Berenger didn’t seem to notice. He said, voice level, “Can you waltz?”
Ancel blinked. “What?”
“Waltz,” Berenger repeated. Ancel thought he may have heard wrong, and panic seized at his chest before Berenger went on, moving his fingers in a mindless circle. “It’s an old folk dance, done with a partner. It originated in Artes.”
Ancel looked back at him, feeing as if the language had shifted in the middle of their conversation. He was aware that he was staring, and fought with the sensation of something slipping out of his hands.
Berenger’s’ expression shifted as well, brown eyes shuttering as he leaned back. He shook his head once. “Never mind.” 
Ancel felt like he was scrambling. He’d hit complications before, but that was usually with a new position that he could improvise with or a form of role-play that he found tasteless but indulged in nonetheless, spurred on by a challenge. He said, thickening his voice like honey, “My lord –“
Berenger lifted a hand, sufficiently cutting Ancel off and lodging his heart in his chest. He looked around the room briefly, and then again, introspectively.
When he turned back to Ancel, his voice came out differently. “Perhaps –“ he tilted his head to the opposite end. “A private room?”
All at once, Ancel’s entire body loosened with relief.
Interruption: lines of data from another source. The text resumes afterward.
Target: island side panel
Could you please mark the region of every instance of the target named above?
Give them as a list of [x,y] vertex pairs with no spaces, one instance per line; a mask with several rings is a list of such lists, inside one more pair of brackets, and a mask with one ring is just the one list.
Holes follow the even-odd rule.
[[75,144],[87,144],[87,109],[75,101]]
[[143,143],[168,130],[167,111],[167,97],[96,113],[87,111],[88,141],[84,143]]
He felt like he was weightless, like he would need to be carried into the backrooms.
Ancel led Berenger through the old brothel with his hands at his sides, aware of how he looked from behind with his silks hanging low and his hair down. He turned once, hiding his smile when he saw Berenger watching.
The room Ancel selected was small, simple in its interior without much to catch the eye. It was how he liked it, wanting to be the center of attention when he was alone with someone, just like when he was in public. The bed was in the center of the room, covered in dark satin and visible through it’s pulled back curtains. He turned, utilizing it like a backdrop as Berenger shut the door behind them.
They were alone. It was more silent in here, the rest of the patrons muffled through the thick door. Ancel came forward, ready to sink to his knees when Berenger took his own step towards him.
“I’ve come from Arles to see you,” Berenger said, reaching into one of his pockets “I have a message from the Prince of Vere.”